We have tried our best to give a feeling of “Mentor by your side” by preserving individual voices and not homogenising or editing everything. We also included sections like “Extra shots” that capture the way users can apply these learnings, key takeaways (perforated pages and can be torn and pasted to your desk), photographs capturing the journey, and final thoughts that summarise the secret sauce to becoming a successful finance leader as well as how each of these conversations has enriched our lives.

Q. In your book, you have discussed how much this book is going to be helpful for the young aspirants who aspire to enter and work in the financial sector. Nowadays, we are witnessing financial consciousness among people, do you think your book is going to be helpful for such people in any way?

A. Given the higher levels of financial consciousness among the millennials, it is even more imperative for them to understand what it takes to build a sustainable large business and what role an effective finance team plays in it. This book allows our readers to reflect on and learn from these leaders, not only regarding finance but overall personal and professional growth. Learnings like “Safety-Liquidity-Return” while investing, “Never waste a crisis” and many more lessons can be applied to one’s financial wellbeing. The book is written in an easy and lucid style without any jargon and we have several reviews from non-finance readers who have come back and shared their key takeaways from the book and how it helped them.
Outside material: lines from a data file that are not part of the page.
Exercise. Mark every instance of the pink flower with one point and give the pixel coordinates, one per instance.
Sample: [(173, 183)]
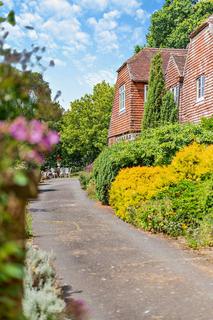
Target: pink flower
[(53, 137), (36, 132), (18, 129)]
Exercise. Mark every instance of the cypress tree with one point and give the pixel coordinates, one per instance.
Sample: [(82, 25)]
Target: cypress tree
[(156, 91), (169, 110)]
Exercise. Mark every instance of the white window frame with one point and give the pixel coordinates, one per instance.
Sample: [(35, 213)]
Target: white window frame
[(175, 92), (200, 84), (146, 87), (122, 98)]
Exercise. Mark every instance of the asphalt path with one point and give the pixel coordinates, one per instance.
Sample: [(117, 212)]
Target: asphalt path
[(123, 273)]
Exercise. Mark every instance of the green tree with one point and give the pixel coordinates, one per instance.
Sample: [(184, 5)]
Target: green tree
[(169, 109), (173, 23), (85, 127), (156, 91), (47, 110)]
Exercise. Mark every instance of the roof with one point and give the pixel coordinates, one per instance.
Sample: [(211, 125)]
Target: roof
[(139, 64), (180, 61), (205, 24)]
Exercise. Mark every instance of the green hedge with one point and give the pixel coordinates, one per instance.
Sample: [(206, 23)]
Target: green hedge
[(155, 147), (181, 209)]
Q. Was there a specific person’s story with whom you could relate very much? What were the key learnings?

A. Each CFO’s story is different and the key learnings are varied. We were lucky to have early access to these conversations and both of us have very different life views than what we had when we started. We started this book with an objective—to contribute to the larger community and act as a bridge between this untapped sea of knowledge and the beneficiaries. However, we ended up receiving a personal transformation as we heard these leaders detail out their life journeys, lessons, and roles. While we have been closely interacting with global CFOs as part of our roles, these interactions opened our eyes to a completely different world of theirs. After many of these interviews, we spent hours reflecting on deep life lessons we just witnessed. We were able to instantly achieve improved results in our own professional lives by applying some of these lessons. We firmly believe ‘CFO Niti’ will have the same impact on the lives of its readers.